O mesmo tipo de microeletrodo foi usado com os ratos. Foram 317 implantes em profundidades diversas das seis camadas do córtex cerebral. É nessa "casca" do cérebro que ocorre o processamento nobre de informações.
De acordo com a visão tradicional, os sinais provenientes da periferia do corpo -ou seja, dos sentidos- estimulavam colunas específicas de neurônios, com o sinal sensorial atravessando todas as camadas de forma homogênea. Um determinado número de colunas constituiria a área cerebral dedicada especificamente ao processamento de um tipo de estímulo (visual, por exemplo), ou o que Nicolelis chama de módulos.
O experimento de seu grupo na Duke comparou o padrão de disparo (transmissão de sinal) de neurônios do roedor em situações diversas de estimulação de suas vibrissas ("bigodes", que nos ratos é um dos mais importantes órgãos sensoriais). Mostrou que são muito diferentes, dependendo de as vibrissas serem estimuladas passiva ou ativamente.
Quando o animal está explorando o ambiente (sua tarefa era estimar o tamanho de uma abertura usando esses pêlos sensíveis), o processamento do sinal tátil ocorre de cima para baixo, e não de baixo para cima. Pelo modelo vigente, as colunas deveriam funcionar no sentido inverso.
Em outras palavras: o caráter intencional da ação (o "plano motor", como diz Nicolelis), assim como a experiência anterior, afetam o modo como o animal sente o estímulo, já influenciam o que ele vai sentir.
"O módulo vai desaparecer", diz o neurocientista brasileiro.

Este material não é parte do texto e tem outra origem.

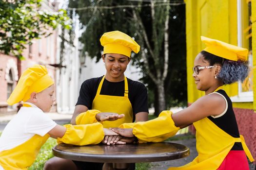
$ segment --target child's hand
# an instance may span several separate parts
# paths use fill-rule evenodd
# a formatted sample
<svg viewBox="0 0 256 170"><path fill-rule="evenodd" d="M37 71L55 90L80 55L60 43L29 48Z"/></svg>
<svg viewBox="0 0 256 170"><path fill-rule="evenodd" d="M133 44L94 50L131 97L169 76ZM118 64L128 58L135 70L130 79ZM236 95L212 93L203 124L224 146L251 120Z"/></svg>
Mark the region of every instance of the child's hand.
<svg viewBox="0 0 256 170"><path fill-rule="evenodd" d="M123 136L127 137L134 137L134 135L133 134L133 129L123 129L123 128L110 128L112 131L116 132L117 134L118 134Z"/></svg>
<svg viewBox="0 0 256 170"><path fill-rule="evenodd" d="M108 145L118 144L125 144L126 143L124 141L121 141L119 140L122 138L122 136L118 135L115 132L114 132L111 130L107 128L104 128L104 133L105 133L105 137L102 140L102 143Z"/></svg>
<svg viewBox="0 0 256 170"><path fill-rule="evenodd" d="M97 114L96 116L96 119L98 121L105 120L114 121L124 117L124 114L119 115L114 113L101 112Z"/></svg>

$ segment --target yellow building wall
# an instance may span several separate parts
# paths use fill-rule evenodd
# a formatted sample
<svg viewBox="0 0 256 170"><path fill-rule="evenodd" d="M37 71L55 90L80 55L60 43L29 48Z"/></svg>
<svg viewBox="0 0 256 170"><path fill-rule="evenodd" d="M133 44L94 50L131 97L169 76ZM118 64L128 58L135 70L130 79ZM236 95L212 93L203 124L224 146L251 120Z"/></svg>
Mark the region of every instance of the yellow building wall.
<svg viewBox="0 0 256 170"><path fill-rule="evenodd" d="M246 3L246 0L244 0ZM187 41L187 74L188 102L191 103L204 95L197 89L192 77L194 60L204 49L200 35L218 39L237 45L237 11L235 0L186 0L186 24ZM253 36L256 37L256 0L252 0ZM254 59L256 56L256 38L253 42ZM253 38L254 40L254 38ZM254 59L254 75L256 75L256 59ZM256 76L254 78L256 85ZM238 93L238 84L224 86L229 96ZM254 86L254 96L256 98L256 85ZM234 103L234 107L256 110L255 102Z"/></svg>
<svg viewBox="0 0 256 170"><path fill-rule="evenodd" d="M252 0L252 36L253 36L253 90L254 102L253 109L256 111L256 0Z"/></svg>

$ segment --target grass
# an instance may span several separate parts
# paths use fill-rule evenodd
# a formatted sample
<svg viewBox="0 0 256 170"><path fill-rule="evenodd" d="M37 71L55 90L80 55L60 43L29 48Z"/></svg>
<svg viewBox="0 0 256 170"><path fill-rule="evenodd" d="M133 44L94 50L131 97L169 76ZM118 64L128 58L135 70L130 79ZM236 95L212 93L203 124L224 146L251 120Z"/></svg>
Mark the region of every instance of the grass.
<svg viewBox="0 0 256 170"><path fill-rule="evenodd" d="M42 170L45 162L54 156L52 152L52 149L57 144L56 139L49 137L41 148L37 157L37 159L33 165L28 168L28 170Z"/></svg>

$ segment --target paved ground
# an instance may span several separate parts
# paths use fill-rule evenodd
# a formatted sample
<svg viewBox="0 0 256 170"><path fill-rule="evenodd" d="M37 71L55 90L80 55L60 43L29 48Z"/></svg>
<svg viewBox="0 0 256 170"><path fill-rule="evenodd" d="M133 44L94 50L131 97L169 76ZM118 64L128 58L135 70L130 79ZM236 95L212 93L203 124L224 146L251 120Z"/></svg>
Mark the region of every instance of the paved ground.
<svg viewBox="0 0 256 170"><path fill-rule="evenodd" d="M68 123L72 117L72 114L60 114L58 113L47 114L59 124ZM14 114L0 114L0 132L3 131L7 123L15 115ZM190 155L172 161L152 163L152 166L149 170L166 170L169 167L181 166L192 161L197 156L197 153L196 149L196 139L177 140L172 142L180 143L188 147L190 149ZM252 164L250 164L250 170L255 170L254 166Z"/></svg>

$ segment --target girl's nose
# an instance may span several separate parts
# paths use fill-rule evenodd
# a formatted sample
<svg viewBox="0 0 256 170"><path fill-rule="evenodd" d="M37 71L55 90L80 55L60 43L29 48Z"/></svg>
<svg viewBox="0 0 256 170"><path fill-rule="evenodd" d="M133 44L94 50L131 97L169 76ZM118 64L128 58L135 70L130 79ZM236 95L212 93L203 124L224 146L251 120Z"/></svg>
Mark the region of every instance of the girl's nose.
<svg viewBox="0 0 256 170"><path fill-rule="evenodd" d="M192 76L193 77L197 77L197 74L195 73L195 72L193 72L193 73L192 74Z"/></svg>
<svg viewBox="0 0 256 170"><path fill-rule="evenodd" d="M117 68L118 67L119 67L120 65L119 65L119 63L118 62L115 62L114 64L114 67L115 67L115 68Z"/></svg>

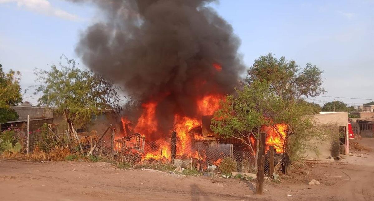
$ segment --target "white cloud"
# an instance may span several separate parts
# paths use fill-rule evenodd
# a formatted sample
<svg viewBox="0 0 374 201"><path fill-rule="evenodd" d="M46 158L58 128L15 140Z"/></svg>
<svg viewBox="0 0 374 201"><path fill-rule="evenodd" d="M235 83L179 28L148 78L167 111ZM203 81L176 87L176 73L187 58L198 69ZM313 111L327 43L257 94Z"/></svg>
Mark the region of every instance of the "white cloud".
<svg viewBox="0 0 374 201"><path fill-rule="evenodd" d="M81 19L77 15L53 7L47 0L0 0L0 3L10 2L16 2L19 7L25 7L30 10L47 15L74 21Z"/></svg>
<svg viewBox="0 0 374 201"><path fill-rule="evenodd" d="M349 19L352 19L355 16L355 13L346 13L343 11L338 11L338 13Z"/></svg>

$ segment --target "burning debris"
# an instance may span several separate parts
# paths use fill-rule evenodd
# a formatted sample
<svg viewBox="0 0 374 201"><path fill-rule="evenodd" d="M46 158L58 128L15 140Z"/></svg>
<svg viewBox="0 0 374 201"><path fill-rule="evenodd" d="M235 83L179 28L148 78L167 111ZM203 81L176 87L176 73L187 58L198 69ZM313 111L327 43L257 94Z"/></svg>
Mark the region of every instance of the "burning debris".
<svg viewBox="0 0 374 201"><path fill-rule="evenodd" d="M212 115L239 85L245 68L231 25L209 6L215 1L69 0L94 2L106 16L82 34L76 52L131 97L116 153L135 150L142 160L197 160L199 168L232 156L229 143L206 160L209 146L220 146L209 127ZM266 140L280 153L284 136L277 136Z"/></svg>

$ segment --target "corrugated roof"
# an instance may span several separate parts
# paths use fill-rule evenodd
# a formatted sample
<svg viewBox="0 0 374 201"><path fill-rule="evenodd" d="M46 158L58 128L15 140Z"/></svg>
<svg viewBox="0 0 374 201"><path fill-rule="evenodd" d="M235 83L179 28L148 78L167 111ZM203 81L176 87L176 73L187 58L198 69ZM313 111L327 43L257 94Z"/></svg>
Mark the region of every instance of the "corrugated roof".
<svg viewBox="0 0 374 201"><path fill-rule="evenodd" d="M53 119L53 118L42 118L40 119L30 119L30 121L32 122L33 121L39 121L40 120L47 120L48 119ZM18 122L27 122L27 118L20 118L16 120L15 120L14 121L9 121L9 122L7 122L5 123L3 123L1 124L5 124L6 123L18 123Z"/></svg>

Na sua opinião, o modelo localizado de processamento de sinais sensoriais vai ser substituído pelo de processamento distribuído.
Segundo neurocientista Cláudio Guimarães dos Santos, 44, da Unifesp (Universidade Federal de São Paulo), o experimento vem confirmar o que a psicologia cognitiva já diz há tempos. "O modelo "bottom-up" [de baixo para cima] já está em crise há 20 anos."
O trabalho de Nicolelis sai hoje no periódico americano "Science" (www.sciencemag.org) e pegou o próprio Nicolelis de surpresa. Ele havia sido notificado pelos editores de que o artigo seria publicado somente dentro de um mês. Apesar do caráter revolucionário que o pesquisador lhe atribui, não vem acompanhado de um artigo de comentário, como é comum. "Não sei por que não tem um "News & Views" [comentário]", diz Nicolelis. "O editor sabe da relevância do trabalho."
Nicolelis estava ontem em Brasília, cuidando de tirar do papel o plano de construir um Instituto de Neurociência em Natal (RN).